How the Czechs Spin the Bottle
Slivovice, or “plum brandy” as it’s often translated, is not something unique to the Czech Republic; however, you will hear about this powerful concoction very soon after your arrival in the country. It is a point of pride, particularly in the central and south Moravian districts, and you will certainly be offered a shot of it by someone if you visit the eastern part of the country for any significant length of time.
Variations of slivovice can be found widely in Slavic countries and many people take great pride in producing it privately from their own fruit trees. While commercially produced slivovice can be purchased with ease, it is often considered inferior to home brewed varieties as it typically has a lower alcohol content than the 50%-52% by volume that is considered standard for “classic” home brewed versions of the drink.
The beginnings of the Czech relationship with slivovice are somewhat debatable. Some people will tell you that it simply comes from Moravia in general while others will be more specific about where in Moravia the drink was first made. From there, conversations will often gravitate to where specifically the best slivovice comes from.
Generally, the origin of slivovice production in the Czech lands is considered to be the Wallachian region of Moravian Silesia in the north east of the country and was possibly brought there by Balkan immigrants in the 16th century. Wallachia is, today, considered to have the finest quality plums for the purposes of making slivovice.

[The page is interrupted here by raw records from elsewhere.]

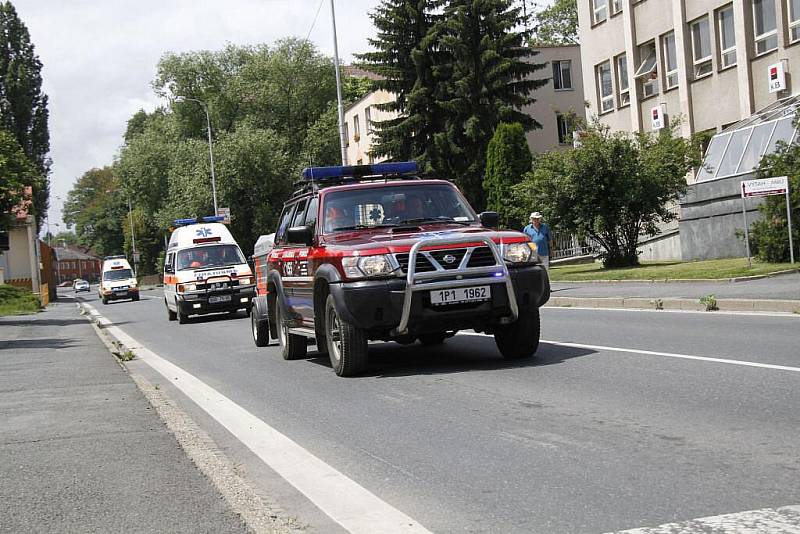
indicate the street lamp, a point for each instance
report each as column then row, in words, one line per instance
column 210, row 145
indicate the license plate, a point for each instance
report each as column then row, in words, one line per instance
column 460, row 295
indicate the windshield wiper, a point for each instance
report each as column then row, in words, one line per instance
column 441, row 218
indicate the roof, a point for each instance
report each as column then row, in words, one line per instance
column 71, row 254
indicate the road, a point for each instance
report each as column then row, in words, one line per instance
column 593, row 436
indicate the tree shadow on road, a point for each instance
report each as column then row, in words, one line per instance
column 466, row 353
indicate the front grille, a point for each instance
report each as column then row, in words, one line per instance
column 480, row 257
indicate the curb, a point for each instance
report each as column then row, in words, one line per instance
column 671, row 303
column 682, row 280
column 257, row 512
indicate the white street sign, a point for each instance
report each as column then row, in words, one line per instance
column 766, row 186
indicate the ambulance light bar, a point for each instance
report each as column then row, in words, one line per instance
column 199, row 220
column 316, row 174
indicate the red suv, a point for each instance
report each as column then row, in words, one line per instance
column 370, row 252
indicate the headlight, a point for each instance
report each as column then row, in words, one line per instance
column 519, row 252
column 366, row 266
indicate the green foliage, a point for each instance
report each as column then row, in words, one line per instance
column 769, row 237
column 507, row 160
column 17, row 301
column 96, row 207
column 23, row 105
column 614, row 188
column 556, row 24
column 486, row 77
column 16, row 173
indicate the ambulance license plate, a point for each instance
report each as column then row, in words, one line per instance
column 460, row 295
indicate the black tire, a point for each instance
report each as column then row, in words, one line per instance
column 519, row 339
column 347, row 345
column 293, row 347
column 260, row 329
column 430, row 340
column 182, row 317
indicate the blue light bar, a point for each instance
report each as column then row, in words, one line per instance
column 199, row 220
column 359, row 171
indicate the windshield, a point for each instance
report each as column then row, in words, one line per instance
column 209, row 256
column 118, row 274
column 395, row 206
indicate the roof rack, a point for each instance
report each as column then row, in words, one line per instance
column 199, row 220
column 315, row 178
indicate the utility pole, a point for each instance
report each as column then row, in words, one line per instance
column 342, row 140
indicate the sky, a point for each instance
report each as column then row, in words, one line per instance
column 99, row 58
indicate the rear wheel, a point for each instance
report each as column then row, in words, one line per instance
column 347, row 345
column 260, row 329
column 519, row 339
column 293, row 347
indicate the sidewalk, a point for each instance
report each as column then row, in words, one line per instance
column 771, row 294
column 82, row 449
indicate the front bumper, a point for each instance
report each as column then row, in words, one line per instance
column 377, row 305
column 202, row 302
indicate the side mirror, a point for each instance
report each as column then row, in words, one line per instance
column 489, row 219
column 300, row 235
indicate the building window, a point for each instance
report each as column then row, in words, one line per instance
column 648, row 69
column 600, row 8
column 670, row 60
column 727, row 36
column 624, row 96
column 562, row 75
column 701, row 47
column 794, row 20
column 562, row 124
column 764, row 26
column 605, row 87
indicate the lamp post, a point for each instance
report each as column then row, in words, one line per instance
column 210, row 144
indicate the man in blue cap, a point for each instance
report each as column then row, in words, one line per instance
column 539, row 233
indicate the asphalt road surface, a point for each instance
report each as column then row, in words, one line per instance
column 624, row 419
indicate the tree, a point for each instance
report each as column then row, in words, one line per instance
column 614, row 188
column 487, row 78
column 23, row 105
column 770, row 234
column 16, row 175
column 556, row 24
column 507, row 160
column 404, row 56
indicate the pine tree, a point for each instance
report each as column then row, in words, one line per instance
column 508, row 158
column 404, row 57
column 487, row 72
column 23, row 105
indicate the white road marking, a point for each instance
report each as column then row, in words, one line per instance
column 351, row 505
column 657, row 353
column 784, row 520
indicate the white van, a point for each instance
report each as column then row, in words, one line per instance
column 117, row 280
column 205, row 271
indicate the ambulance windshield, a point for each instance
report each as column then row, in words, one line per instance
column 209, row 256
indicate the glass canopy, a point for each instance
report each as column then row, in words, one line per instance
column 738, row 149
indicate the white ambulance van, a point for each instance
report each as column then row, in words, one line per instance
column 117, row 280
column 205, row 271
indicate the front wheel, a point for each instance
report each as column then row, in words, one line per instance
column 519, row 339
column 293, row 347
column 347, row 345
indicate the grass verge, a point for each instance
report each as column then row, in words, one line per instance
column 17, row 301
column 694, row 270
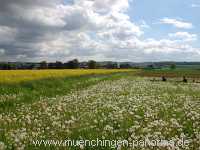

As plums are not the only fruit grown in Moravia, you will likely also encounter variations on slivovice based on other fruit, for example: hrušovice from pears, merunkovice from apricots or broskovice from peaches to name a few.
Strange Brew, Kill What’s Inside of You
Slivovice is seen as more than just a beverage and medicinal qualities are attributed to it. A shot of slivovice is said to be able to calm an upset stomach or ease a toothache.
That a drink with an average by volume alcohol content of around 50% works to ease such pains should be no mystery as it would be as much anesthetic as aperitif. In my own experience I can say that a shot of it will work on an upset stomach and a quick rinse and gargle with the stuff will also ease a sore throat or toothache.
That is not to say that it should be used as any sort of preventative measure to ailments or as an alternative to professional care if your symptoms persist.
Getting the Most from Slivovice
Czechs seem to have a love-hate relationship with slivovice with some being quite fond of it while others despise it entirely. By my own experience, it’s not difficult to understand as the divide between good and bad slivovice can be every bit as stark as attitudes towards it.
In good quality slivovice, the alcohol content should never obscure the aroma or flavour of the fruit used to make the drink. If all you can taste is the alcohol, that’s definitely not good quality.
There are two main schools of thought on how best to drink slivovice:
Drinking it chilled, though never with ice, is said to help the body manage the alcohol better, though this does come at the expense of some flavour and aroma.
Conversely, drinking it at room temperature will ensure the fruit essence comes through well even though the alcohol might go to your head sooner.
In either case, it is recommended to serve bacon or other fatty meats as well as good quality bread with slivovice to counter the alcohol.
Above all, remember that slivovice is a strong drink and one or two shots is the most you should try if you’ve never had it before. Definitely don’t try to keep up with the locals!
The slivovice.org website will give you a good overview of the slivovice distilling process from start to finish.
Commercially produced slivovice is generally looked down upon. However, Jelínek is considered classic and is easy to find. Žufánek produces a quite respectable version too if you can’t access home brew.